A senior NASA official told The Times the satellites would "absolutely" have helped engineers measure possible damage to the wing's protective heat tiles from the debris that hit them about 81 seconds after liftoff Jan. 16.
According to the official, Lambert Austin, an engineer at Johnson Space Center in Houston, asked the shuttle program manager, Ron Dittemore, in a group meeting to obtain the satellite images to help determine the amount of damage. Dittemore turned down the request.
The official said Austin was speaking for several other engineers.
"If they had done that, we might know something," the official said.
Austin declined comment. Dittemore also did not comment, but a NASA spokesman told the newspaper he and other officials had decided the images would not necessarily help determine damage.

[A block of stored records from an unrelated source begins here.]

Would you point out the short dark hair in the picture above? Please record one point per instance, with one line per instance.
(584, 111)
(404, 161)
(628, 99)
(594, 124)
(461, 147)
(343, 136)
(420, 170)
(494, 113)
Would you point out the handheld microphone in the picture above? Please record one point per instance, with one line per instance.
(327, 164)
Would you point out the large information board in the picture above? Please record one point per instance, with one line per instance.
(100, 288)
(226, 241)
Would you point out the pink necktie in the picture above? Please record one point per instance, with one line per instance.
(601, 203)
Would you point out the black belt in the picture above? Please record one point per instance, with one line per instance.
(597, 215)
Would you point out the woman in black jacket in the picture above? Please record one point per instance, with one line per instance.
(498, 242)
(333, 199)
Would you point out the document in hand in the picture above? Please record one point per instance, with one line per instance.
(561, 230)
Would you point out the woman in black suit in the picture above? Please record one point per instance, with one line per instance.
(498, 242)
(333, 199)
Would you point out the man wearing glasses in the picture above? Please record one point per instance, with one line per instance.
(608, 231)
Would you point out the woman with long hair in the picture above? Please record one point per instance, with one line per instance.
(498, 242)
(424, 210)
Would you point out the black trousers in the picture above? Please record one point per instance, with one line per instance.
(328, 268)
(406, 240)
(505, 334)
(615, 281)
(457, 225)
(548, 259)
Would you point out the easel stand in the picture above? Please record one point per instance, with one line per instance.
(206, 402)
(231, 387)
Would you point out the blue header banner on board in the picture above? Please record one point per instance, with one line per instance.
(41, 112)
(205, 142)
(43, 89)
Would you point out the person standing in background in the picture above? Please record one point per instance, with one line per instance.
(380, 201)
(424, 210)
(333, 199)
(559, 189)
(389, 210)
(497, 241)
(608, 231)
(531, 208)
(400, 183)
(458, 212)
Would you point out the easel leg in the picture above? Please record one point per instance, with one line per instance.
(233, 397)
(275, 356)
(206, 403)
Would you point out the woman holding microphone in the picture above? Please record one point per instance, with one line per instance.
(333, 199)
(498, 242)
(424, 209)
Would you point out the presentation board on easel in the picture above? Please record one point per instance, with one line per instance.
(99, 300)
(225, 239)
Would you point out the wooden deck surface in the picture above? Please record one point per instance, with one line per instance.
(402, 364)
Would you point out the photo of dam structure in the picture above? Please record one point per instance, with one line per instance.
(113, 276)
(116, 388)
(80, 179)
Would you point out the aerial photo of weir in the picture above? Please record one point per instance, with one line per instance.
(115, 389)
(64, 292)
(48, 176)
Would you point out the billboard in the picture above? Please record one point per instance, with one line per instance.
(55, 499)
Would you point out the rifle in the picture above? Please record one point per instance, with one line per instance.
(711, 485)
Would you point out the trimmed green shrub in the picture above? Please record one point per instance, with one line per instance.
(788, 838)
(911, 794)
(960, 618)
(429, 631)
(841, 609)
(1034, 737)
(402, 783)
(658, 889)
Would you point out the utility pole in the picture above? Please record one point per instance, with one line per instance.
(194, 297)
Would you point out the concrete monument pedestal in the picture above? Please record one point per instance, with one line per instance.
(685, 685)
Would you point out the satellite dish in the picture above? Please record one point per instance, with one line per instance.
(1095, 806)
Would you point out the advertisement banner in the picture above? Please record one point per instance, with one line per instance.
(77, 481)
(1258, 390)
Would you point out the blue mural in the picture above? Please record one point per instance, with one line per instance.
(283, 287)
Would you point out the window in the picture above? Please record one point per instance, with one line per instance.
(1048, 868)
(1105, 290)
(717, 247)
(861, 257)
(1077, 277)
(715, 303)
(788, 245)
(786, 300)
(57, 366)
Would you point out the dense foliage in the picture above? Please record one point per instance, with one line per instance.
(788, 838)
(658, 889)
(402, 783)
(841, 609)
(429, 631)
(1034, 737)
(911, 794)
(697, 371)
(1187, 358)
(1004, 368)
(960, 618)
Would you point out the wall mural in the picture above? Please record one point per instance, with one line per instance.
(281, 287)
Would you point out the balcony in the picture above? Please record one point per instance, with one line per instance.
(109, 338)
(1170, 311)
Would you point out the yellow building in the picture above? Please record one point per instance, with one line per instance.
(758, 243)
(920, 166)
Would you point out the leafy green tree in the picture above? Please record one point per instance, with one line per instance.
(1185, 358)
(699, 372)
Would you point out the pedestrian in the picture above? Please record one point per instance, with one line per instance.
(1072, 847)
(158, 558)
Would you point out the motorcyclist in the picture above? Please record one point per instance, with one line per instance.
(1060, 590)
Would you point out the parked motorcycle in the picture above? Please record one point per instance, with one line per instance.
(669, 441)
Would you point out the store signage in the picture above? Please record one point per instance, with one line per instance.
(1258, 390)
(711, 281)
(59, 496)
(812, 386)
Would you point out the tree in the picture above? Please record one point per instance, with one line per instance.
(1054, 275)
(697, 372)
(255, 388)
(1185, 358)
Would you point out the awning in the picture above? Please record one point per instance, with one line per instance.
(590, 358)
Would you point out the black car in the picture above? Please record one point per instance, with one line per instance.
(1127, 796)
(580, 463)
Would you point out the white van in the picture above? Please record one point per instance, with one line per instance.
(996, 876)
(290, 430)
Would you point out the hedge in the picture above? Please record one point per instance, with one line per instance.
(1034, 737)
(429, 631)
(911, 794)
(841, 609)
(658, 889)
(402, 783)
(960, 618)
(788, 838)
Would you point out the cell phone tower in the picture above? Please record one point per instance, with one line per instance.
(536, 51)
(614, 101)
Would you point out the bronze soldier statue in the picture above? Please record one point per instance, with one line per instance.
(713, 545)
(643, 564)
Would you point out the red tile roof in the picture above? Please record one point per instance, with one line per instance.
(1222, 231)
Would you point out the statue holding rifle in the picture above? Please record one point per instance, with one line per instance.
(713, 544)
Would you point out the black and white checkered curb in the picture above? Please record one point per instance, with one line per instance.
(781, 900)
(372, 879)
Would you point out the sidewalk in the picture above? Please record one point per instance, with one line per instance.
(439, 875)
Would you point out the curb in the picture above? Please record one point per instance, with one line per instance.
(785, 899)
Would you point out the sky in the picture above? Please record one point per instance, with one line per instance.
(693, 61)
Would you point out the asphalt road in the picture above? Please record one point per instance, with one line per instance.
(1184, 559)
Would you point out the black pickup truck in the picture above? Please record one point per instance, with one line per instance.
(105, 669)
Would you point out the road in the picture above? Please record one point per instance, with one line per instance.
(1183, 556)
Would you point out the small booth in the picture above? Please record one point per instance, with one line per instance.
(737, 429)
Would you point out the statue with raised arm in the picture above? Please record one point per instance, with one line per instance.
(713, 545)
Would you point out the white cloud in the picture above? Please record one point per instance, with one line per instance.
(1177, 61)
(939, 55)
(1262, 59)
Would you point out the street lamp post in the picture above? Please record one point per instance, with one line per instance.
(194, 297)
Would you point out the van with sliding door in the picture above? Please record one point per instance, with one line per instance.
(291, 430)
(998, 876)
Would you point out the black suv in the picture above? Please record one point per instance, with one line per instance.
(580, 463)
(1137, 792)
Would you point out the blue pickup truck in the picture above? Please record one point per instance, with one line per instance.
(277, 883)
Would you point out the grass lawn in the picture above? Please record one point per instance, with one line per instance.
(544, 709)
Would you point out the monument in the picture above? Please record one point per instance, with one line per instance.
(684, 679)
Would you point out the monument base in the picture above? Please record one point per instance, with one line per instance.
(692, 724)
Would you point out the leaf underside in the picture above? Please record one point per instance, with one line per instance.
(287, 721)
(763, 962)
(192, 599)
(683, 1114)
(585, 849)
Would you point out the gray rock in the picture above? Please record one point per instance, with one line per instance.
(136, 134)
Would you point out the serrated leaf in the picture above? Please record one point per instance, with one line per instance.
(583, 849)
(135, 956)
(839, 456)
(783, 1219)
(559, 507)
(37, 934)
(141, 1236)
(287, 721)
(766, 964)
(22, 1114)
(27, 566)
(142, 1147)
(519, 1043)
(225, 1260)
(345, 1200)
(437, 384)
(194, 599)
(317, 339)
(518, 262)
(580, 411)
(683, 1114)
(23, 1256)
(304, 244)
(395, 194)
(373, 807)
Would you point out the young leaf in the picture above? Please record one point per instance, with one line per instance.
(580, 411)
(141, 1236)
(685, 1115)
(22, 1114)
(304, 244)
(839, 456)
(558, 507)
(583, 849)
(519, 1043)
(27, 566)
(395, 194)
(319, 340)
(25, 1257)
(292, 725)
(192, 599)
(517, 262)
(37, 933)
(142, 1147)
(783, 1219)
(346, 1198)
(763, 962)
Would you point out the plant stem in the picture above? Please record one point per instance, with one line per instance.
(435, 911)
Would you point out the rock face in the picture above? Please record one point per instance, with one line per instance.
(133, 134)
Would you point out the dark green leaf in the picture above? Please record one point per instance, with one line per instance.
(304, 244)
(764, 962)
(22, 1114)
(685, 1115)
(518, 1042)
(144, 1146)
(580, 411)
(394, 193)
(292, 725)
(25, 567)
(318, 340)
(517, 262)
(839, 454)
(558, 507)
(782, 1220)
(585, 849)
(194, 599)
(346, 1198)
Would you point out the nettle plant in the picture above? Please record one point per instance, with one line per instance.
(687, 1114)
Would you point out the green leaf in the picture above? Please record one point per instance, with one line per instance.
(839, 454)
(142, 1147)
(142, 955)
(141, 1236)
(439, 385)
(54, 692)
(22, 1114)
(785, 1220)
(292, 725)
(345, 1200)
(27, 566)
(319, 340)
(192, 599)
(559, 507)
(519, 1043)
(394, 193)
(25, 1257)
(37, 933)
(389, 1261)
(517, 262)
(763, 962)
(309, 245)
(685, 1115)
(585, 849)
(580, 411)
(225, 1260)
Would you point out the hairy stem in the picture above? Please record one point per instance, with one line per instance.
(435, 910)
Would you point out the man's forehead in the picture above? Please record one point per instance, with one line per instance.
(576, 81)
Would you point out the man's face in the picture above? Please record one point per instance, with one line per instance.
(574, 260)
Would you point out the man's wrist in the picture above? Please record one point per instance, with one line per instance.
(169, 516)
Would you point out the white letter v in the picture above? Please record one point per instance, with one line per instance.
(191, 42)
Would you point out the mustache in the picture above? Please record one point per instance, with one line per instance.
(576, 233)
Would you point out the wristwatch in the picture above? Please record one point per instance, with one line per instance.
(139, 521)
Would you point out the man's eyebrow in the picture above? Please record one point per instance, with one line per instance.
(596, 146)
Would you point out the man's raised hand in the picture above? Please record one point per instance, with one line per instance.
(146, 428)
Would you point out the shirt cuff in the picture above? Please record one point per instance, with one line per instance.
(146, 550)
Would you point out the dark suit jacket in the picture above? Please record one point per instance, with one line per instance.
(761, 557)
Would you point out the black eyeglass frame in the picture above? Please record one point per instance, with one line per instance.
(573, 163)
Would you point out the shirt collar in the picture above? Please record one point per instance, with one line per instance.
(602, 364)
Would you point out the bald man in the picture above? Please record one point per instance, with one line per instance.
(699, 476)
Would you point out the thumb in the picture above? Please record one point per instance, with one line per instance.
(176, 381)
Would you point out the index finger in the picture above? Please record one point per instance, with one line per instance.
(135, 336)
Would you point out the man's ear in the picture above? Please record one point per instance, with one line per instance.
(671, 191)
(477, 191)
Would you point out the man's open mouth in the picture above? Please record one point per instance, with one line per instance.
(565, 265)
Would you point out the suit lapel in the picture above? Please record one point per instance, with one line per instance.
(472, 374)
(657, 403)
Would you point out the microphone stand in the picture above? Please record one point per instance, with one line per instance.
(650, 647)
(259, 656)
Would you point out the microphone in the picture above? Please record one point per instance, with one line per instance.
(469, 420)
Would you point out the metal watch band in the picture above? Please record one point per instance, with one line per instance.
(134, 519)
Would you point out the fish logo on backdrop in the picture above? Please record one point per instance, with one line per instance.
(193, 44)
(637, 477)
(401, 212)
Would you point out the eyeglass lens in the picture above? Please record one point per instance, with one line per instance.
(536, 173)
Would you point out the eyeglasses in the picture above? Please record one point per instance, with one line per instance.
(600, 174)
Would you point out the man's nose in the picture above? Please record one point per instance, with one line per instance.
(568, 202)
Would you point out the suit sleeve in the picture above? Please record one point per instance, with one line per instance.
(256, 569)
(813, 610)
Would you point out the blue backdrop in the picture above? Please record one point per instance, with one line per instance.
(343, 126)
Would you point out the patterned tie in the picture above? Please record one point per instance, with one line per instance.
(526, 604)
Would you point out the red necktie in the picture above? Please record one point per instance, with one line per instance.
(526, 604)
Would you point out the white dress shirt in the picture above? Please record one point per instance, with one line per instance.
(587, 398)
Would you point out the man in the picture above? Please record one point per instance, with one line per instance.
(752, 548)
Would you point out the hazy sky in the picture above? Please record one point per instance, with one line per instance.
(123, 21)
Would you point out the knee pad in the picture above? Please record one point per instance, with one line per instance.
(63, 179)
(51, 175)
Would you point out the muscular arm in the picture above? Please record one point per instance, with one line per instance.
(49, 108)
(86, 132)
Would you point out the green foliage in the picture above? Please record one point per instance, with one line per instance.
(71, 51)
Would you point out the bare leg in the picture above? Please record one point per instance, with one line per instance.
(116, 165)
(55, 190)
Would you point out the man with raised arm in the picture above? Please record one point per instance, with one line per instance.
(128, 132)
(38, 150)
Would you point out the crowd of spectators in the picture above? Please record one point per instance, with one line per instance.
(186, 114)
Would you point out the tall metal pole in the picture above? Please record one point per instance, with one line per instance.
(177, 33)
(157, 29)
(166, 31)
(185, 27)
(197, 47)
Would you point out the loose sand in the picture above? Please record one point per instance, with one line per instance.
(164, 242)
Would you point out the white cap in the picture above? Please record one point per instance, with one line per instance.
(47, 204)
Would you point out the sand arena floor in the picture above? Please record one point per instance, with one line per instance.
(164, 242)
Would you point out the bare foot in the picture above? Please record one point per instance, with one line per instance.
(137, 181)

The Times also quoted the senior official as saying some NASA engineers are now questioning if the debris came from the large external fuel tank, and they are looking at the solid rocket boosters to see if the debris could have come from there.
The Times said, "It is unclear whether even a better determination of the tile damage would have helped NASA bring the astronauts home safely."
NASA spokesman James Hartsfield said someone at the agency made an early request for satellite imagery to the Defense Department, but the request was later withdrawn by another NASA official, Roger Simpson. He said the request "was not coordinated with the rest of the flight operations world."
The retraction of the request is now part of the Columbia investigation, Laura Brown, a spokeswoman for the independent investigative panel, told The Times.
The shuttle was destroyed Feb. 1 as it returned to Earth. All seven astronauts aboard were killed.